Dérangeant sa bulle dans le bon sens du terme, la main de Sarah dans la sienne vient subitement le ramener dans le présent. Une poigne forte mais douce, deux adverbes collant parfaitement avec son caractère. L'espace d'un instant Louis fixe ces deux mains, l'une dans l'autre, signe international de deux personnes qui ont décidé d'un accord envieux de partager leur vie ensemble. C'est une décision qui semble facile à prendre mais difficile à respecter. C'est un poids léger, celui de savourer le goût de son quotidien avec celui d'un autre, se laisser porter par le fruit du hasard, qui s'il murit sur des années devient un véritable verger. Pourtant Louis reste intimement confiant dans l'idée qu'une personne ne peut traverser son existence en solitaire : il y a forcément au carrefour des possibles une main qui vient vous extirper de la solitude pour y injecter son énergie. Karma, chakra, corstèle (état émotionnel, ndlr) ou tout simplement coïncidence, la vie réserve parfois bien des choses qu'il faille savoir récolter.


Parce qu'elle aime le savoir dans son océan de songes Sarah referme plus fermement son emprise sur sa main. Il est rêveur, et personne ne pourra lui enlever ses yeux grands ouverts lorsqu'il tisse une toile de projets qui mue d'une façon intense son quotidien. Il n'est pas perturbé : il est assoiffé. Il n'est pas bricoleur mais il modèle de la passion. Quelques lignes et quelques mots suffisent pour qu'il fasse naître un projet et rassemble des adeptes. Alors elle lui fait savoir qu'elle est là et qu'elle sera toujours là pour lui, dans les beaux comme dans les mauvais moments. Les inattendus, les inachevés, les inepties les plus folles peuvent devenir de jolis obstacles à surmonter. Un peu comme ce tronc d'arbre qui leur bloque le passage.


Alors Louis monte dessus et tend sa main vers Sarah. Maquillée par la lune, la scène paraît statique, presque faite pour être peinte.

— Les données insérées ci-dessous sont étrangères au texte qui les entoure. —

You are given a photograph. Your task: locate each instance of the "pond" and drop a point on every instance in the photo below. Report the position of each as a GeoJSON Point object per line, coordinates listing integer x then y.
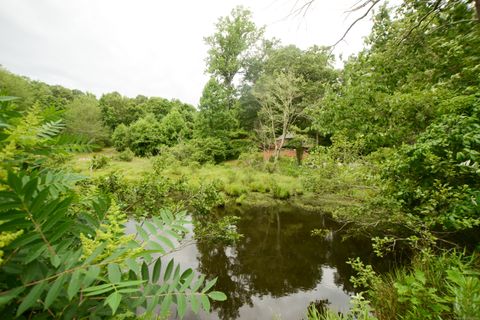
{"type": "Point", "coordinates": [278, 268]}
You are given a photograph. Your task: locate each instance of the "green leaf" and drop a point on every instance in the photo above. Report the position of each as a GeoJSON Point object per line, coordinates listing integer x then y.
{"type": "Point", "coordinates": [150, 227]}
{"type": "Point", "coordinates": [54, 291]}
{"type": "Point", "coordinates": [209, 285]}
{"type": "Point", "coordinates": [205, 302]}
{"type": "Point", "coordinates": [165, 306]}
{"type": "Point", "coordinates": [156, 247]}
{"type": "Point", "coordinates": [145, 275]}
{"type": "Point", "coordinates": [165, 240]}
{"type": "Point", "coordinates": [181, 305]}
{"type": "Point", "coordinates": [74, 285]}
{"type": "Point", "coordinates": [152, 304]}
{"type": "Point", "coordinates": [113, 300]}
{"type": "Point", "coordinates": [31, 298]}
{"type": "Point", "coordinates": [168, 271]}
{"type": "Point", "coordinates": [187, 281]}
{"type": "Point", "coordinates": [5, 298]}
{"type": "Point", "coordinates": [133, 265]}
{"type": "Point", "coordinates": [217, 296]}
{"type": "Point", "coordinates": [114, 274]}
{"type": "Point", "coordinates": [198, 283]}
{"type": "Point", "coordinates": [156, 270]}
{"type": "Point", "coordinates": [95, 253]}
{"type": "Point", "coordinates": [91, 275]}
{"type": "Point", "coordinates": [194, 304]}
{"type": "Point", "coordinates": [142, 232]}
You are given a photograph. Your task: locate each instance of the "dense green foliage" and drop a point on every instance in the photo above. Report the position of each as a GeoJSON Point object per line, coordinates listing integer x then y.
{"type": "Point", "coordinates": [393, 143]}
{"type": "Point", "coordinates": [66, 254]}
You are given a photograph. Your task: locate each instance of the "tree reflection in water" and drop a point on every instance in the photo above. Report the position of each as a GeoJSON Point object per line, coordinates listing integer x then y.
{"type": "Point", "coordinates": [277, 256]}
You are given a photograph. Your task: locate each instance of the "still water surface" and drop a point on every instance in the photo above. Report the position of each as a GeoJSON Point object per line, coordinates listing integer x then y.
{"type": "Point", "coordinates": [277, 268]}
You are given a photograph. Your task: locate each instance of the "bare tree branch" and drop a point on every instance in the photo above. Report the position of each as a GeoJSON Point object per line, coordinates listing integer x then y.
{"type": "Point", "coordinates": [373, 4]}
{"type": "Point", "coordinates": [436, 6]}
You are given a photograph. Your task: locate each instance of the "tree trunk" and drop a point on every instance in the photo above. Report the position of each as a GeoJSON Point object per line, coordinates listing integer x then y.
{"type": "Point", "coordinates": [477, 7]}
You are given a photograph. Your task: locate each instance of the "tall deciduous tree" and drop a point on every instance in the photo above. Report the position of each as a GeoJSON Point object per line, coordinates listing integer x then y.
{"type": "Point", "coordinates": [84, 118]}
{"type": "Point", "coordinates": [230, 45]}
{"type": "Point", "coordinates": [278, 95]}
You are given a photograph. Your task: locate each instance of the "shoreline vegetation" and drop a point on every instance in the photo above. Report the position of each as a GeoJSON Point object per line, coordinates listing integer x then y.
{"type": "Point", "coordinates": [389, 145]}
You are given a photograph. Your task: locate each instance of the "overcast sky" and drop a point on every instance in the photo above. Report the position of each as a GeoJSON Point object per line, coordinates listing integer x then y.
{"type": "Point", "coordinates": [149, 47]}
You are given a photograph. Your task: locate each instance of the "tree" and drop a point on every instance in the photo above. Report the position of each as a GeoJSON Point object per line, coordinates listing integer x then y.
{"type": "Point", "coordinates": [215, 119]}
{"type": "Point", "coordinates": [277, 95]}
{"type": "Point", "coordinates": [117, 109]}
{"type": "Point", "coordinates": [83, 117]}
{"type": "Point", "coordinates": [173, 128]}
{"type": "Point", "coordinates": [145, 136]}
{"type": "Point", "coordinates": [236, 35]}
{"type": "Point", "coordinates": [59, 262]}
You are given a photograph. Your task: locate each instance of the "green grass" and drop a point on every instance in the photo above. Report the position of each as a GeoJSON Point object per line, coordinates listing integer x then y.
{"type": "Point", "coordinates": [236, 179]}
{"type": "Point", "coordinates": [131, 170]}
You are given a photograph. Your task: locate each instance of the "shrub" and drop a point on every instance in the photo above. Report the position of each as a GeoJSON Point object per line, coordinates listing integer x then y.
{"type": "Point", "coordinates": [163, 161]}
{"type": "Point", "coordinates": [126, 155]}
{"type": "Point", "coordinates": [121, 137]}
{"type": "Point", "coordinates": [99, 162]}
{"type": "Point", "coordinates": [209, 149]}
{"type": "Point", "coordinates": [235, 189]}
{"type": "Point", "coordinates": [280, 191]}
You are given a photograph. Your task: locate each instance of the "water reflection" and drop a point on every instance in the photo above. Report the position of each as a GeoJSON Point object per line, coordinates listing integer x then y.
{"type": "Point", "coordinates": [277, 268]}
{"type": "Point", "coordinates": [277, 257]}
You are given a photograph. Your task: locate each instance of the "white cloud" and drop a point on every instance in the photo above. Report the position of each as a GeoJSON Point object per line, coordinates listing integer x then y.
{"type": "Point", "coordinates": [148, 47]}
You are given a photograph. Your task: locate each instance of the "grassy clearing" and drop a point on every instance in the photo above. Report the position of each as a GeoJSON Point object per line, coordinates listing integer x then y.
{"type": "Point", "coordinates": [131, 170]}
{"type": "Point", "coordinates": [327, 186]}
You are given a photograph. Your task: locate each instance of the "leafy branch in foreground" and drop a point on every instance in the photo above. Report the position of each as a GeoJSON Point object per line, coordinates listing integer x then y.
{"type": "Point", "coordinates": [58, 262]}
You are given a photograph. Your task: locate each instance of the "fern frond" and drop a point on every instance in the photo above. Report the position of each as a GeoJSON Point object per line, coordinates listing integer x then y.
{"type": "Point", "coordinates": [69, 143]}
{"type": "Point", "coordinates": [51, 129]}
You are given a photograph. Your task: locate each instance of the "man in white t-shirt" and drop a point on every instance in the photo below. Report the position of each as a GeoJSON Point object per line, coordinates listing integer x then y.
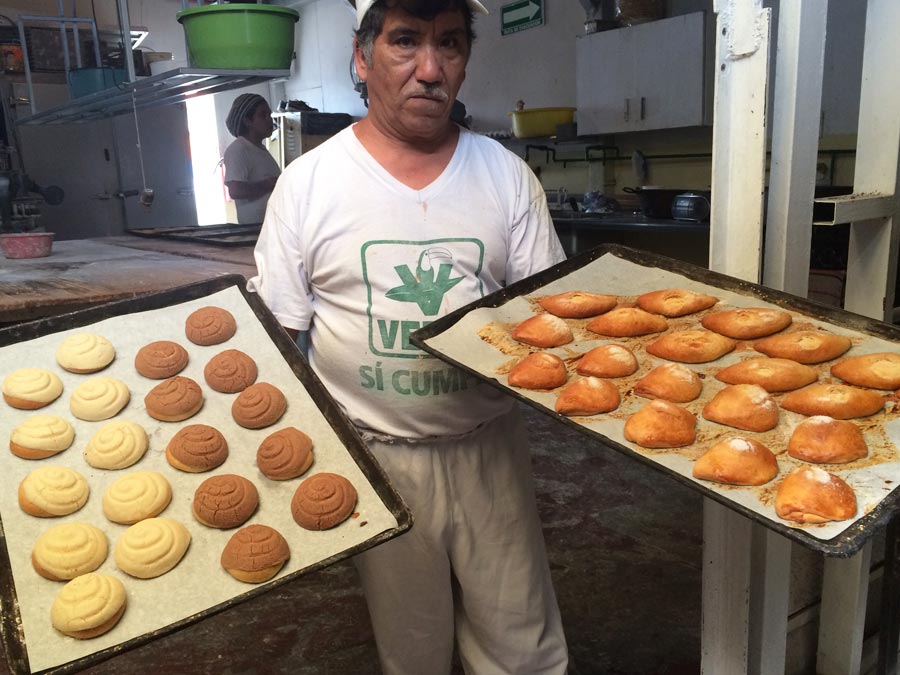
{"type": "Point", "coordinates": [250, 170]}
{"type": "Point", "coordinates": [385, 227]}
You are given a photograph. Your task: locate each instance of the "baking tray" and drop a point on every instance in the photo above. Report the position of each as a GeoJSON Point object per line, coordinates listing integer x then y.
{"type": "Point", "coordinates": [439, 337]}
{"type": "Point", "coordinates": [11, 625]}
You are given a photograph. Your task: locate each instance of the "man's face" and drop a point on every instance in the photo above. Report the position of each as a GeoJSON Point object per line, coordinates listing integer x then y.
{"type": "Point", "coordinates": [416, 71]}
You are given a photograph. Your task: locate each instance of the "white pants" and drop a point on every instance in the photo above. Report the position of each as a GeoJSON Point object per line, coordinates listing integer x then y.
{"type": "Point", "coordinates": [474, 559]}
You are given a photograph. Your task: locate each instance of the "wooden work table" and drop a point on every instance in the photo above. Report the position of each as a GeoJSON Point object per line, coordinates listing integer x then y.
{"type": "Point", "coordinates": [86, 272]}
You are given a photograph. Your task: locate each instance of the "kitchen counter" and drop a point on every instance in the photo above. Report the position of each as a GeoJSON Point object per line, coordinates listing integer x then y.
{"type": "Point", "coordinates": [86, 272]}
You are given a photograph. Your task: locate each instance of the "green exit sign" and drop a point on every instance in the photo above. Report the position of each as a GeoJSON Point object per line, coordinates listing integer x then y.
{"type": "Point", "coordinates": [521, 15]}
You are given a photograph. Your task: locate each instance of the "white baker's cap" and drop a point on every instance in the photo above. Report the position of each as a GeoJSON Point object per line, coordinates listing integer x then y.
{"type": "Point", "coordinates": [363, 6]}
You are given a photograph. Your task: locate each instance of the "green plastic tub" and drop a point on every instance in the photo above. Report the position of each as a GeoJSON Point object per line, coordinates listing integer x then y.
{"type": "Point", "coordinates": [240, 36]}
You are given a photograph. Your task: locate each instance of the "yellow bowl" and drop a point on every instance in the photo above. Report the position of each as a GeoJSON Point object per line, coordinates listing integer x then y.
{"type": "Point", "coordinates": [540, 121]}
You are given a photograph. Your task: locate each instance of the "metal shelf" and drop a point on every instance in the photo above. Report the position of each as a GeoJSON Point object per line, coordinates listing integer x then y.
{"type": "Point", "coordinates": [173, 86]}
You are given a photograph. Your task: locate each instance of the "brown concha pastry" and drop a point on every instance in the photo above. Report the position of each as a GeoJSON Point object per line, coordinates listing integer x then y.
{"type": "Point", "coordinates": [607, 361]}
{"type": "Point", "coordinates": [737, 461]}
{"type": "Point", "coordinates": [197, 448]}
{"type": "Point", "coordinates": [259, 405]}
{"type": "Point", "coordinates": [285, 454]}
{"type": "Point", "coordinates": [877, 371]}
{"type": "Point", "coordinates": [225, 501]}
{"type": "Point", "coordinates": [747, 323]}
{"type": "Point", "coordinates": [323, 501]}
{"type": "Point", "coordinates": [674, 302]}
{"type": "Point", "coordinates": [773, 375]}
{"type": "Point", "coordinates": [743, 406]}
{"type": "Point", "coordinates": [174, 400]}
{"type": "Point", "coordinates": [627, 322]}
{"type": "Point", "coordinates": [578, 304]}
{"type": "Point", "coordinates": [691, 346]}
{"type": "Point", "coordinates": [230, 371]}
{"type": "Point", "coordinates": [661, 424]}
{"type": "Point", "coordinates": [210, 326]}
{"type": "Point", "coordinates": [255, 554]}
{"type": "Point", "coordinates": [812, 495]}
{"type": "Point", "coordinates": [539, 370]}
{"type": "Point", "coordinates": [825, 440]}
{"type": "Point", "coordinates": [160, 360]}
{"type": "Point", "coordinates": [804, 346]}
{"type": "Point", "coordinates": [588, 396]}
{"type": "Point", "coordinates": [543, 330]}
{"type": "Point", "coordinates": [673, 382]}
{"type": "Point", "coordinates": [840, 401]}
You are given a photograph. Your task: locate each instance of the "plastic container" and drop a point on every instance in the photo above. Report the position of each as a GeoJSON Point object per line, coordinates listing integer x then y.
{"type": "Point", "coordinates": [240, 36]}
{"type": "Point", "coordinates": [540, 121]}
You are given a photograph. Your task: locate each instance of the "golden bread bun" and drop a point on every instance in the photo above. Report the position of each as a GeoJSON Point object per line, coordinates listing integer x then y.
{"type": "Point", "coordinates": [804, 346]}
{"type": "Point", "coordinates": [825, 440]}
{"type": "Point", "coordinates": [588, 396]}
{"type": "Point", "coordinates": [661, 424]}
{"type": "Point", "coordinates": [737, 461]}
{"type": "Point", "coordinates": [812, 495]}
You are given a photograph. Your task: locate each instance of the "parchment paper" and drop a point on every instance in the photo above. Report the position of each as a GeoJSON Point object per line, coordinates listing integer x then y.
{"type": "Point", "coordinates": [198, 582]}
{"type": "Point", "coordinates": [872, 478]}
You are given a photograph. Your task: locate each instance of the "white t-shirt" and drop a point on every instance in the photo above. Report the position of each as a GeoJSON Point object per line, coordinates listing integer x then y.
{"type": "Point", "coordinates": [362, 260]}
{"type": "Point", "coordinates": [247, 162]}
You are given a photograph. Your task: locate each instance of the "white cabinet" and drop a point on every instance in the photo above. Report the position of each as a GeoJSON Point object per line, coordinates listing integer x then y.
{"type": "Point", "coordinates": [649, 76]}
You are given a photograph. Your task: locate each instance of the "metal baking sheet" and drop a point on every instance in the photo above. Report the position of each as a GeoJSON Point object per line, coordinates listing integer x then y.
{"type": "Point", "coordinates": [627, 273]}
{"type": "Point", "coordinates": [198, 587]}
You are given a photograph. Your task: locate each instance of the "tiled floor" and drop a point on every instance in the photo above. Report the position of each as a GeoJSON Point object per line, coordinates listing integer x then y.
{"type": "Point", "coordinates": [625, 548]}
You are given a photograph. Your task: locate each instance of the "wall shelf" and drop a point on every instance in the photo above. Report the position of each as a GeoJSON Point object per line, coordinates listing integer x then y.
{"type": "Point", "coordinates": [171, 87]}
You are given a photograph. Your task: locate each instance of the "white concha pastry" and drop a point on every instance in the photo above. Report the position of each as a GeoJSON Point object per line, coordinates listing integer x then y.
{"type": "Point", "coordinates": [136, 496]}
{"type": "Point", "coordinates": [151, 547]}
{"type": "Point", "coordinates": [85, 353]}
{"type": "Point", "coordinates": [53, 491]}
{"type": "Point", "coordinates": [41, 436]}
{"type": "Point", "coordinates": [99, 398]}
{"type": "Point", "coordinates": [89, 605]}
{"type": "Point", "coordinates": [69, 550]}
{"type": "Point", "coordinates": [116, 445]}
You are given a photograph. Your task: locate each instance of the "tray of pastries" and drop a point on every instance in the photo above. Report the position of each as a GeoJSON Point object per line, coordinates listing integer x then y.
{"type": "Point", "coordinates": [777, 407]}
{"type": "Point", "coordinates": [166, 458]}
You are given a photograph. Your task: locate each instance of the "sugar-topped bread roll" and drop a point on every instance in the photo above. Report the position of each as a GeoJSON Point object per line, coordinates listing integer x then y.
{"type": "Point", "coordinates": [737, 461]}
{"type": "Point", "coordinates": [577, 304]}
{"type": "Point", "coordinates": [804, 346]}
{"type": "Point", "coordinates": [627, 322]}
{"type": "Point", "coordinates": [539, 370]}
{"type": "Point", "coordinates": [747, 323]}
{"type": "Point", "coordinates": [51, 491]}
{"type": "Point", "coordinates": [255, 554]}
{"type": "Point", "coordinates": [607, 361]}
{"type": "Point", "coordinates": [151, 547]}
{"type": "Point", "coordinates": [85, 353]}
{"type": "Point", "coordinates": [543, 330]}
{"type": "Point", "coordinates": [89, 605]}
{"type": "Point", "coordinates": [69, 550]}
{"type": "Point", "coordinates": [99, 398]}
{"type": "Point", "coordinates": [661, 424]}
{"type": "Point", "coordinates": [41, 436]}
{"type": "Point", "coordinates": [674, 302]}
{"type": "Point", "coordinates": [136, 496]}
{"type": "Point", "coordinates": [773, 375]}
{"type": "Point", "coordinates": [877, 371]}
{"type": "Point", "coordinates": [588, 396]}
{"type": "Point", "coordinates": [825, 440]}
{"type": "Point", "coordinates": [673, 382]}
{"type": "Point", "coordinates": [743, 406]}
{"type": "Point", "coordinates": [840, 401]}
{"type": "Point", "coordinates": [323, 501]}
{"type": "Point", "coordinates": [116, 445]}
{"type": "Point", "coordinates": [812, 495]}
{"type": "Point", "coordinates": [31, 388]}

Par-delà les ombres, par-delà la prise de risque, c'est tout un ensemble qui s'arroge le droit de changer le cours des choses : deux personnes parmi les étoiles, une pensée en amenant une autre, il ne peut y avoir de parcours singulier. Le jour et la nuit, le soleil et la lune, la pénombre et la lueur, la clarté et l'obscurité. Les contraires s'attirent, se découvrent, se forment. Tout n'est qu'ensemble, tout ne forme qu'un. D'un premier baiser à un premier rapport, d'un premier coup de pédale à une première victoire, d'une première idée à une première résolution : il n'y a qu'un pas. Comme celui que fait Sarah pour grimper sur le tronc de l'arbre, comme ce regard de confiance qu'on ressent chez l'autre foudroyé par la peur, comme la plage enveloppée du lourd manteau de la nuit : c'est un ensemble. Parmi l'angoisse et la colère, parmi les pleurs d'une rage amère, cette montagne de maux sera toujours conquise par un versant positif. Celui d'un espoir ou d'un désir.